How do flocks know?

Birds of a feather

Editor's note: The original version of this column was published Nov. 26, 2011.

The air is cooling by at least a degree each day. The skies become impossibly blue with puffy cotton-ball clouds. The leaves are in mid-change. It's that anticipated, post-summer season again.

You also understand if you've been watching the autumn skies across Arkansas at all.

Those enormous flocks of birds heading south for the coming winter are flying in unison when suddenly their dark, pepperlike cloud makes a radical turn or dives precisely together as an airborne wave in a split second.

Not one wing nudges another as they suddenly swoop and climb and swerve this way, then that.

So how do they know? Who's in charge of this squadron, for gosh sakes?


I was pondering just such a flock above my windshield the other day. The very next day later, my daughter, Anna, called: "Dad, I have a question. How do those flocks of birds flying formations in the fall know when to turn together at the same instant?"

I had to laugh. I filed that under familial psychic connections.

Of course, being a father, I hated to confess that at this stage of life I still had not a clue. So I made something up that sounded good.

"I think there must be a leader who somehow transmits an instant message by autotomic audubon osmosis."

Hey, it sounded sorta reasonable and so authoritative, don't you think?.

Later I did confess my ignorance, which led me to do a bit of research, assuming many of you have pondered this question as well. How can we not look skyward to witness such perfect choreography without wondering what's going on?

Turns out these impossibly coordinated movements of flocks actually present one of the most intriguing questions in nature. Some who've studied the mystical question believe electromagnetic communication must be a part of it, or perhaps even the transference of a common thought between the flock.

But the phenomenon also has been called an example of "emergent behavior" among the flock itself.

"There is no leader, no overall control; instead the flock's movements are determined by the moment-by-moment decisions of individual birds, following simple rules in response to interactions with their neighbors in the flock," one explanation, posted on The Straight Dope website, reads. I had to read that passage twice and still scratched my head.

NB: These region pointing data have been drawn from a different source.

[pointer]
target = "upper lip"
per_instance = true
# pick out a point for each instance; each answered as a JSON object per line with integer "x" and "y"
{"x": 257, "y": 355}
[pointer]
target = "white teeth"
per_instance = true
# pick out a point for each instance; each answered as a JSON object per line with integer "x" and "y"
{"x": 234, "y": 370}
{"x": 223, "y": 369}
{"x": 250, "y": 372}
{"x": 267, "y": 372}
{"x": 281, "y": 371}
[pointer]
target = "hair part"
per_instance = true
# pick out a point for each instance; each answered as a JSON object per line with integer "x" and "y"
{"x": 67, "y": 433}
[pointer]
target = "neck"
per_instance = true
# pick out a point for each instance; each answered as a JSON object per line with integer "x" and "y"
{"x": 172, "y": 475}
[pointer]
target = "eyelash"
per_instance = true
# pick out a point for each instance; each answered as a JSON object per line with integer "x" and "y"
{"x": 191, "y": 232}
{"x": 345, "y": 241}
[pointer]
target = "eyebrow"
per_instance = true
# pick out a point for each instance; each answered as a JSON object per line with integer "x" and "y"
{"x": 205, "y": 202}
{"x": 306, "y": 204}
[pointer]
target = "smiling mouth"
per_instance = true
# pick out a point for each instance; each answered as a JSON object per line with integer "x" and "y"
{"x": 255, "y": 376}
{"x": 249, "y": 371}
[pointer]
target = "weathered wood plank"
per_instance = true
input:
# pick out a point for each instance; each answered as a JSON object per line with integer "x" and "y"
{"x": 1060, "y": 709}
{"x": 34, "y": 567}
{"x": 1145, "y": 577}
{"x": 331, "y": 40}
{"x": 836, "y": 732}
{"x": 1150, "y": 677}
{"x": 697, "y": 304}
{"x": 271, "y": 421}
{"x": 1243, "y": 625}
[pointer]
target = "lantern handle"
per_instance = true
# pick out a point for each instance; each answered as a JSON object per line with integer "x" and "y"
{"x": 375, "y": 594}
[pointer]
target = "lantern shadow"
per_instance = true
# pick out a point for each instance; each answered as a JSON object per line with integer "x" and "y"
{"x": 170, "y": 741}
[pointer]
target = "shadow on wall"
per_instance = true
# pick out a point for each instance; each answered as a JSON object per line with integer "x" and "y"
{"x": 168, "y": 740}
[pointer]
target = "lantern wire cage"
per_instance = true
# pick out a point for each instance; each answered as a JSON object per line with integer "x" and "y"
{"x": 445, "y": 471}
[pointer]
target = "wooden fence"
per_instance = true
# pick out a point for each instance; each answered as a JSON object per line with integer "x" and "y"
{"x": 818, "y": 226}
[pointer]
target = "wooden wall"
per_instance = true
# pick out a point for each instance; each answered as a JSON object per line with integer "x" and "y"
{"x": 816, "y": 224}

"Research by Wayne Potts, published in the journal Nature in 1984, helped explain how flock movements are initiated and coordinated," the site says. "Potts, through a frame-by-frame analysis of high-speed film of sandpiper flocks, found that any individual can initiate a flock movement, which then propagates through the flock in a wave radiating out from the initiation site.

"These 'maneuver waves' could move in any direction through the flock, including from back to front. However, the flock usually only responded to birds that banked into the flock, rather than away from it. Since birds turning away from the flock run the risk of being separated from it and getting picked off by the predator, others will not follow them. Besides its obvious benefits for individuals, this rule helps prevent indecision by the flock and permits it to respond rapidly to attack."

But there remains plenty of mystery to this question because once the wave movement begins, Potts found that it spread across the flock more rapidly than could be explained by individual birds' physical reaction times.

In the laboratory, a bird's mean startle reaction time to a light flash was measured at 38 milliseconds. Maneuver waves spread through the flock at a mean speed of fewer than 15 milliseconds. "However," reads the essay, "the first birds to respond to an initiator took 67 milliseconds to react. Potts proposed that birds farther away from the initiation site were able to see the wave approaching them, and could 'get set' to respond before it actually reached them."

Say, wait a minute. You don't suppose this phenomenon might be responsible for many of those massive bird deaths when they might mistakenly turn as a wave into catastrophic danger that wipes out the entire flock, do ya? Just thinking aloud.

And now we know that, while we humans (who usually wind up proved wrong over time in most things) might claim we understand why this phenomenon occurs, there's still much to it about which we share zero authentic understanding.